OJK Ingin Pangkas Gap 20 Persen Antara Inklusi dan Literasi Keuangan Warga Jogja

Otoritas Jasa Keuangan (OJK) Diy mencatat capaian positif dalam Survei Nasional Literasi dan Inklusi Keuangan (SNLIK) 2026. Indeks literasi keuangan DIY mencapai 76,44 persen, melampaui rata-rata nasional 69,57 persen, sementara indeks inklusi keuangan DIY mencapai 98,74 persen, juga di atas rata-rata nasional 93,61 persen. Meskipun angka penggunaan layanan keuangan sudah tinggi, masih ada gap sekitar 20 persen antara warga yang memanfaatkan produk keuangan dengan yang benar-benar memahaminya. Target OJK DIY adalah mendongkrak indeks literasi agar mendekati indeks inklusi keuangan.

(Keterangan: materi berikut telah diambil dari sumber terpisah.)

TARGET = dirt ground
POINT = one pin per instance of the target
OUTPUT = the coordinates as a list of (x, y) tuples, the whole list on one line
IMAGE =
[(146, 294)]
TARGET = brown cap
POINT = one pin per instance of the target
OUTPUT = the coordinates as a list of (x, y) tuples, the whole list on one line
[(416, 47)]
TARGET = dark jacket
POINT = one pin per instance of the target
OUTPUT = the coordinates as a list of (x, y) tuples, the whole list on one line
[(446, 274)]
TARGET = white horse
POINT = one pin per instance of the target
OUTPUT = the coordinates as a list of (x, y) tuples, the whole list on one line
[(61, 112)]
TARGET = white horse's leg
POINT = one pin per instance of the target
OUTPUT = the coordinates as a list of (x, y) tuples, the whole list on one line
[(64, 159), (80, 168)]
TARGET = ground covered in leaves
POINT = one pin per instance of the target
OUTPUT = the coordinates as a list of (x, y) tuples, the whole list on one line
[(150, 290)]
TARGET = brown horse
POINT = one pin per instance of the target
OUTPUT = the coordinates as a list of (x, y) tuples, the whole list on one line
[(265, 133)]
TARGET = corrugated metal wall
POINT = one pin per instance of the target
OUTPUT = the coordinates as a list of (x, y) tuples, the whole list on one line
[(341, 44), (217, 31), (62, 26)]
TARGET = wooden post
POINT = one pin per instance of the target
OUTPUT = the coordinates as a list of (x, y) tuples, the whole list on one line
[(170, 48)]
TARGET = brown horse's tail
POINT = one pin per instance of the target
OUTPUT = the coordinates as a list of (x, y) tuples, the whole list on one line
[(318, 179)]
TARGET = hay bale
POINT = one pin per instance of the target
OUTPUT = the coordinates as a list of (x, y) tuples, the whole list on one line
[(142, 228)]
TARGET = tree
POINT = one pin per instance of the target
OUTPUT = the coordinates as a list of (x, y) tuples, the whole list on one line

Kepala OJK DIY Eko Yunianto menyatakan bahwa capaian tersebut menunjukkan masyarakat memiliki akses kuat terhadap layanan keuangan serta pemahaman yang relatif baik. Namun, tantangan utama tetap menyisakan gap 20 persen yang harus ditutupi. Literasi keuangan menjadi kunci agar masyarakat tidak hanya menggunakan produk jasa keuangan, tetapi juga memahami manfaat dan risikonya.

Aksi selanjutnya OJK DIY adalah memberdayakan inovasi produk inklusi keuangan serta memperkuat program literasi keuangan melalui kolaborasi dengan pemangku kepentingan. Diharapkan, peningkatan literasi dapat menutup gap yang masih sisa dan memastikan seluruh lapisan masyarakat dapat manfaat secara optimal dari sektor keuangan.